Абу Наср поклонился и сказал: «Все, что мне дал Мухаммад в его правление, я держу сложенным и ничем не пользовался, ибо, ей Богу, предвидел этот день и тотчас же отошлю это в казну до того, как придут ко мне за ним и честь моя будет поругана. Мое дело простое. Несчастен тот простой всадник, который истратил все, что получил. Когда с него будут грубо требовать вернуть полученное, что даст, где возьмет и что с ним еще будет!».
Ходжа Абу Наср явился к султану и доложил о вредных и опасных последствиях этого дела. Но, поскольку эта затея укрепилась в сердце султана, увещание не принесло пользы. Султан ответил: «Мне известно мнение ходжи. Ты возвращайся. А я поступлю так, как сочту нужным».
Абу Наср вернулся домой, тайно послал к казначеям человека и попросил составить и прислать ему список всего, что ему пожаловал и подарил Мухаммад во время своего царствования. Они составили список, он все это отослал в казнохранилище и получил расписку. Султан Масʻуд одобрил это. Бу Сахл Завзани сказал: «О, падишах! Если все сделают так, деньги быстро вернутся». Султан передал Бу Сахлу отчеты казначеев о расходах, а сам отправился на охоту, наказав: «До моего возвращения вы должны собрать всю требуемую сумму».
Когда султан уехал, Бу Сахл стал рассылать векселя. Требования вернуть посыпались, словно дождь, на головы людей. Бу Сахл очень притеснял народ и приказывал пытать. Когда кто-нибудь просил ходжу о поддержке, тот отвечал: «Я тут ни при чем. Это дело Бу Сахла». Когда же писали прошения султану, тот отвечал: «Я об этом ничего не знаю. Знает начальник [войскового] ведомства».
В итоге люди много натерпелись, стали ненавидеть Султана Масʻуда и проклинать его. Дурная слава о нем распространилась во все концы света. Султан стал сильно раскаиваться в том, что совершил, и стал плохо относиться к Бу Сахлу Завзани, а в результате событий, связанных с хорезмшахом 255, посадил его [в крепость] и отставил от должности. Постоянно султан твердил: «Не дай бог, если у трона падишахов будут стоять жадные, низкие и скупые слуги. Тот управляющий побудил нас требовать имущество, не подлежащее возвращению, и мы стали сожалеть о том, что совершили, но бесполезно!».
(Тегеран, 1974, 446-454) [156]
25. СУЛТАН БАХРАМШАХ, ШЕЙХ АБУ-Л-МУʻАЙЙАД И ДЕЛО О ПРИСВОЕННЫХ ДЕНЬГАХ (1706)

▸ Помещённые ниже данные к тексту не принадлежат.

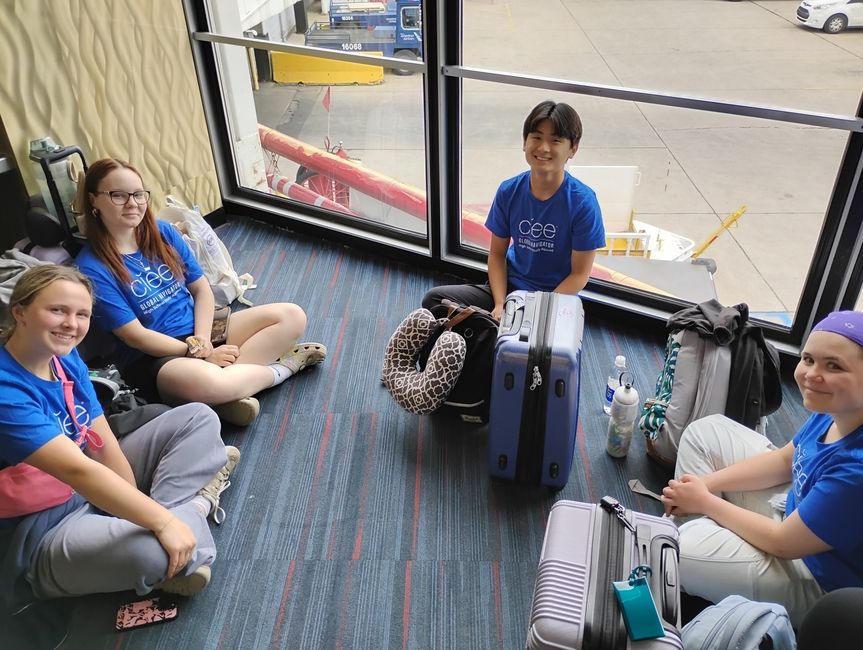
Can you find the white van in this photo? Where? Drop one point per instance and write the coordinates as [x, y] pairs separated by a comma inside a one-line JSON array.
[[833, 16]]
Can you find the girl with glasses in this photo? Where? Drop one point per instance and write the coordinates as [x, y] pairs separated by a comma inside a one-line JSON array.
[[152, 294]]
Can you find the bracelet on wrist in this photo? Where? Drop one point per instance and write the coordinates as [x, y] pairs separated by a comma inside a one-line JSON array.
[[194, 345], [164, 526]]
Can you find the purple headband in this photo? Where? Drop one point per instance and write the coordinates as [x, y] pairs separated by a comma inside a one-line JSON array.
[[844, 323]]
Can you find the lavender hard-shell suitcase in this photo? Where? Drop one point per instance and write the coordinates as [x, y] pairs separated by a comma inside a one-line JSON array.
[[586, 548], [534, 391]]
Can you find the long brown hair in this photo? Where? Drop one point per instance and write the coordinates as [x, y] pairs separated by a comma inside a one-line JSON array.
[[35, 280], [147, 235]]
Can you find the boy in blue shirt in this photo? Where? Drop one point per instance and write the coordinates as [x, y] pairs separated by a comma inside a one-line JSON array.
[[545, 224]]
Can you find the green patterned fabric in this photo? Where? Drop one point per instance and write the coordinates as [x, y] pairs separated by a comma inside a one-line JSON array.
[[653, 413]]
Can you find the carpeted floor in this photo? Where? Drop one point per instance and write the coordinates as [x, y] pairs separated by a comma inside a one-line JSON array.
[[354, 524]]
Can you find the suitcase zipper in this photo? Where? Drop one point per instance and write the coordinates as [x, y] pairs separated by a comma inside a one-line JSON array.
[[531, 445], [606, 617]]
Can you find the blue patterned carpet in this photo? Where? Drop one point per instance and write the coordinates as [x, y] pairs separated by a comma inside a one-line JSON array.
[[354, 524]]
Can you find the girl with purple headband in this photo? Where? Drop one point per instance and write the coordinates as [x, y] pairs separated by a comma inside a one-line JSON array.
[[782, 524]]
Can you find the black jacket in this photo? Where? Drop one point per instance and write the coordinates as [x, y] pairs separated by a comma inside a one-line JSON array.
[[754, 386]]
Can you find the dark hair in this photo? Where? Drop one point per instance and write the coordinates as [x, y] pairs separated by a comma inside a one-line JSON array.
[[34, 281], [147, 234], [564, 119]]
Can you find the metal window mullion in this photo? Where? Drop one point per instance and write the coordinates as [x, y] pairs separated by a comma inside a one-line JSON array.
[[827, 120]]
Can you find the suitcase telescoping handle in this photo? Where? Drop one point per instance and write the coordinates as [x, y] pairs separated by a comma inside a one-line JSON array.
[[513, 314], [614, 507]]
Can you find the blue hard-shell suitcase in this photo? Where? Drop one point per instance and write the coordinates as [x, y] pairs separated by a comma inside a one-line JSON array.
[[534, 391]]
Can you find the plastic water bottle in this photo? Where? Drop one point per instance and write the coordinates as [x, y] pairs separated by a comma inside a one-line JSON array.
[[624, 410], [613, 381]]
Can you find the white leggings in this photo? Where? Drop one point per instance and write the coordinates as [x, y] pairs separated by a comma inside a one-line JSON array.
[[172, 457], [714, 562]]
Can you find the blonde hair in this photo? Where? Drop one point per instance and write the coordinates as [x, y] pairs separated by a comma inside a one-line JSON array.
[[35, 280]]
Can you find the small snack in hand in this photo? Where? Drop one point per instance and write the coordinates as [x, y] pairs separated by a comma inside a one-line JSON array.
[[195, 345]]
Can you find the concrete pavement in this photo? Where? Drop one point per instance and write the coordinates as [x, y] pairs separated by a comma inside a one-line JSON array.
[[697, 167]]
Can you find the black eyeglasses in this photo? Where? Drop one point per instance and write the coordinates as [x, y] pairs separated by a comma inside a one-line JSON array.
[[142, 197]]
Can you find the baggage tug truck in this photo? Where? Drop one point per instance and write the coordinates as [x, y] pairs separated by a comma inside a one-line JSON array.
[[393, 28]]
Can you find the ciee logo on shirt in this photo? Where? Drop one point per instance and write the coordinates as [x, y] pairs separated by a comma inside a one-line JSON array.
[[65, 420], [537, 230], [150, 281]]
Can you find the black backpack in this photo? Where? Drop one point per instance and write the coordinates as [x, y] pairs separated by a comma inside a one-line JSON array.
[[470, 397]]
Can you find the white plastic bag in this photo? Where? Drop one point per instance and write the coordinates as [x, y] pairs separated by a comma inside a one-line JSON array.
[[210, 252]]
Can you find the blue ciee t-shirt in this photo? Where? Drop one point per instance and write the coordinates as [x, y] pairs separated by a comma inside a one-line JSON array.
[[826, 491], [155, 297], [33, 411], [544, 233]]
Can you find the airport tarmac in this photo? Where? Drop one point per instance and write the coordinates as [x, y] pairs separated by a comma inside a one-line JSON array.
[[696, 167]]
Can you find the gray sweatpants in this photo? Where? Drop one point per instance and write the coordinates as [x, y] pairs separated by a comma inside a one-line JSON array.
[[172, 456]]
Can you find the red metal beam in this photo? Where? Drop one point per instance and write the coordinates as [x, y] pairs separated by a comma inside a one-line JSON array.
[[406, 198]]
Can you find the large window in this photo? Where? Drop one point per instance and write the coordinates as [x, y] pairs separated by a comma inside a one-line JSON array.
[[722, 139], [347, 138]]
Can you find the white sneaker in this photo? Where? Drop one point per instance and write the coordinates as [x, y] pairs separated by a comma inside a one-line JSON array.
[[212, 491]]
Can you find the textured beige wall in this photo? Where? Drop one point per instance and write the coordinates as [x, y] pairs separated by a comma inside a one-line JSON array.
[[116, 78]]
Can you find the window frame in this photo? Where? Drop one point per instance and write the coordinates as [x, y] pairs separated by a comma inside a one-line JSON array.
[[834, 278]]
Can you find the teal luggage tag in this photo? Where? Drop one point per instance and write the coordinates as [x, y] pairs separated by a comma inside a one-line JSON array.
[[636, 603]]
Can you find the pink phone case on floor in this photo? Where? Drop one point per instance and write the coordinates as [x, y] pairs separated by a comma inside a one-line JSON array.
[[146, 612]]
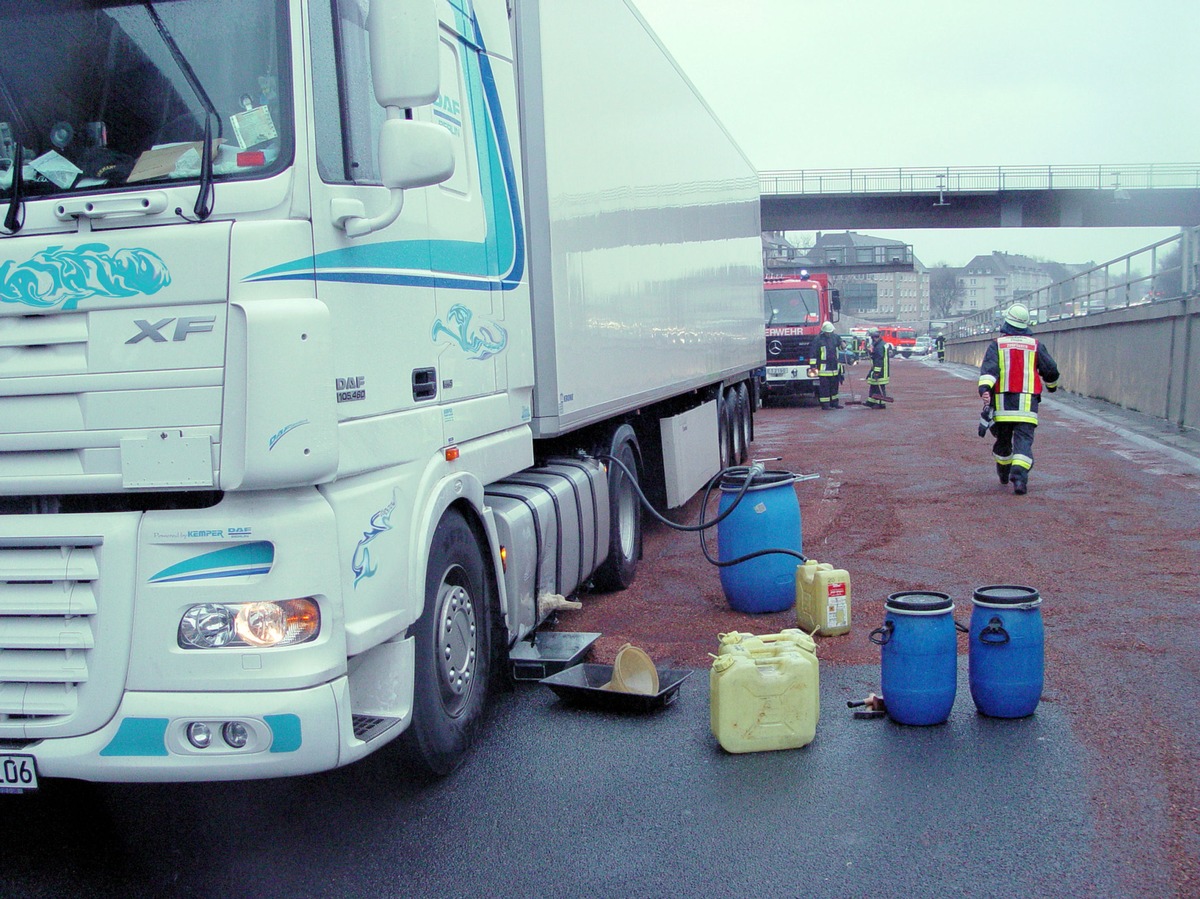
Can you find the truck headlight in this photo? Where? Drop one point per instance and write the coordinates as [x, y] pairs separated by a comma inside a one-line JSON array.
[[211, 625]]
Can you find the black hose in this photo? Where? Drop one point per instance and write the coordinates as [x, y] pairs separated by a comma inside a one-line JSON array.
[[705, 525]]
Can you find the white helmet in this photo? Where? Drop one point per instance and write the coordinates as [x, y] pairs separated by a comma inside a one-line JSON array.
[[1018, 316]]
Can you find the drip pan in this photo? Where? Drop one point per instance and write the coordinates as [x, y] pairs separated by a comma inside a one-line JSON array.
[[547, 653], [583, 685]]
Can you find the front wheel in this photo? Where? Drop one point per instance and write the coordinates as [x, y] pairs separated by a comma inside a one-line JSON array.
[[454, 649], [624, 516]]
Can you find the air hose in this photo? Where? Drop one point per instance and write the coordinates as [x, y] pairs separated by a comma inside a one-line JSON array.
[[748, 473]]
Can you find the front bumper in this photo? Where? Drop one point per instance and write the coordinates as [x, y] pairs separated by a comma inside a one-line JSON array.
[[292, 732]]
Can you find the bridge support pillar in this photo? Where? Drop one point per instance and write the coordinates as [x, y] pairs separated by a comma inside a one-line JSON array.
[[1011, 211]]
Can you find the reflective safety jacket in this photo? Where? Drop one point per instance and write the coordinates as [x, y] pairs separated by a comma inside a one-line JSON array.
[[880, 363], [827, 354], [1015, 367]]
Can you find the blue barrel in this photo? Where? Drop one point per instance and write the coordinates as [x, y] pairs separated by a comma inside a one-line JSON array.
[[1007, 658], [767, 517], [919, 657]]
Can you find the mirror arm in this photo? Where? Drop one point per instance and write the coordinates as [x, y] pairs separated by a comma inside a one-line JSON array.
[[358, 226]]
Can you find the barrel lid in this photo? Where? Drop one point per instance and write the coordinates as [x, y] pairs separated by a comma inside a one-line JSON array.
[[735, 478], [1006, 594], [918, 601]]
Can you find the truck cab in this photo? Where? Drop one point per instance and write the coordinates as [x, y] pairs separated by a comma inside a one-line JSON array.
[[796, 307]]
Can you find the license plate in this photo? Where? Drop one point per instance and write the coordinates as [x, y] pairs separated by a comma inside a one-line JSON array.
[[18, 773]]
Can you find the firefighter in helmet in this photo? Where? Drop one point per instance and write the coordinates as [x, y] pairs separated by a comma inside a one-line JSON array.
[[1015, 367], [877, 378], [828, 352]]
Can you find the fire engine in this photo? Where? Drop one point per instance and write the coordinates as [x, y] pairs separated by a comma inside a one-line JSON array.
[[796, 307]]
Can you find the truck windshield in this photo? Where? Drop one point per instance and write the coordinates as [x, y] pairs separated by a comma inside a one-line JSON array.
[[792, 306], [100, 94]]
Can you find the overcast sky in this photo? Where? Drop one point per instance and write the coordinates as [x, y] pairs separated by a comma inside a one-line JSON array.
[[951, 83]]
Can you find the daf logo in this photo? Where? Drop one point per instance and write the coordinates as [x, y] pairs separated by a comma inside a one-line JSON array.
[[189, 324]]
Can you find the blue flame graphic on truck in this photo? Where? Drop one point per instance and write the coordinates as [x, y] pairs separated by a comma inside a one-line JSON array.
[[58, 279], [481, 340]]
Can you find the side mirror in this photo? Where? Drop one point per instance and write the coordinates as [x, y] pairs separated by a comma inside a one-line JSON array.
[[403, 37], [414, 154]]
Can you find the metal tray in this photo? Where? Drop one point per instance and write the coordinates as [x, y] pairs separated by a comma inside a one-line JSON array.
[[581, 685], [549, 652]]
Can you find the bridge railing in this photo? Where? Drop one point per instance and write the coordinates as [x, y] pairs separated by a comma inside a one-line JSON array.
[[979, 179], [1164, 270]]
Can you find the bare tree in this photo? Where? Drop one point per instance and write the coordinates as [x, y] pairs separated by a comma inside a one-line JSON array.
[[943, 291]]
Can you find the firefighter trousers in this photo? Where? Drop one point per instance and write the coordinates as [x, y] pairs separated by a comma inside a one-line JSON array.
[[827, 390], [1013, 448]]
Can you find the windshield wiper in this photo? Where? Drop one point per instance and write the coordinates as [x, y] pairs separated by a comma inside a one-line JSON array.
[[15, 217], [203, 208]]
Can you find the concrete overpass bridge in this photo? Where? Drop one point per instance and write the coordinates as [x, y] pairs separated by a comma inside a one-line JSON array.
[[982, 197]]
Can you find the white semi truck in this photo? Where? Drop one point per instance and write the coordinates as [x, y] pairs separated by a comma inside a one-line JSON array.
[[321, 322]]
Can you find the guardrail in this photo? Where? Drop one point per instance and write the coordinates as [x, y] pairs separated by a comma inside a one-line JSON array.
[[1164, 270], [981, 179]]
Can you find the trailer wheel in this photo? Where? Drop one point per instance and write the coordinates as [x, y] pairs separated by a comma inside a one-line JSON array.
[[454, 651], [747, 408], [624, 517], [737, 426], [725, 430]]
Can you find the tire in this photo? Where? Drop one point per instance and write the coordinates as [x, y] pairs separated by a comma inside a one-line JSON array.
[[737, 426], [725, 431], [624, 517], [454, 651], [747, 405]]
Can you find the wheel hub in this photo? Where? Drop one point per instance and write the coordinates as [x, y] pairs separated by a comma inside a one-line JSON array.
[[456, 645]]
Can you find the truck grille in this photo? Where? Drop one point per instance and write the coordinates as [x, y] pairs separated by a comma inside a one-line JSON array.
[[789, 349], [47, 612]]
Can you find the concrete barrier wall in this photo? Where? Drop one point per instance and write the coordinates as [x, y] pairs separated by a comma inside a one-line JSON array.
[[1144, 358]]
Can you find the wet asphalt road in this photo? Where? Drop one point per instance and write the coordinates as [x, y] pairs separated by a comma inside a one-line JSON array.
[[1092, 796], [568, 802]]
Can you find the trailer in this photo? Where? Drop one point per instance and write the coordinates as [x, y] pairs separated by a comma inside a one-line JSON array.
[[335, 337]]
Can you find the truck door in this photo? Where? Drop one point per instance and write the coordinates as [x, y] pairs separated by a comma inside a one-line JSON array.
[[376, 286]]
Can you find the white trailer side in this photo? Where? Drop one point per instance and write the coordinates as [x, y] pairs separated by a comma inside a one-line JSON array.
[[645, 249]]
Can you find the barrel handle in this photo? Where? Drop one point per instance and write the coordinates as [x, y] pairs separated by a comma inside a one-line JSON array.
[[994, 633]]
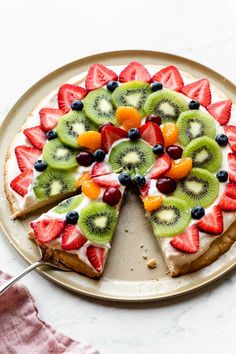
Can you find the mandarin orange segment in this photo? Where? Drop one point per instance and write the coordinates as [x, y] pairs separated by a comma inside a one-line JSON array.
[[85, 177], [128, 117], [170, 133], [180, 169], [152, 202], [91, 189], [90, 140]]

Рассказывают, что у Султана Масʻуда 256 был казначей, которого звали Маленький Сунбул. Денег у него было бесчисленное множество. В правление Султана Бахрамшаха 257 он скончался, а его деньги остались в руках разных людей. Райхан, слуга покойного, знал обо всем этом. Когда он стал требовать вернуть эти деньги, некоторые вернули, другие бежали из города, а иные, решив их присвоить, отпирались, находились под следствием, шли на пытки, собирали листочки бумаги в мечетях, просили благословения, а затем раздавали эту бумагу на мазарах. Подобными проделками они хотели утаить деньги.
А у Сунбула был один доверенный человек, которого звали Мухаммад Муйдуз. У него было много денег покойного. Когда у него стали их требовать, он решил присвоить их обманом. Он пришел к Шейху Абу-л-Муʻаййаду, что на улице медников, и обратился к нему с просьбой: «Я — один их твоих мюридов. У меня было два кувшина золота, отданные мне на хранение Сунбулом. Я вернул эти кувшины. Но с меня требуют еще восемь кувшинов, которые я не брал. Меня будут мучить. Под пытками я умру. Если господин заступится за меня, это будет достохвальное дело».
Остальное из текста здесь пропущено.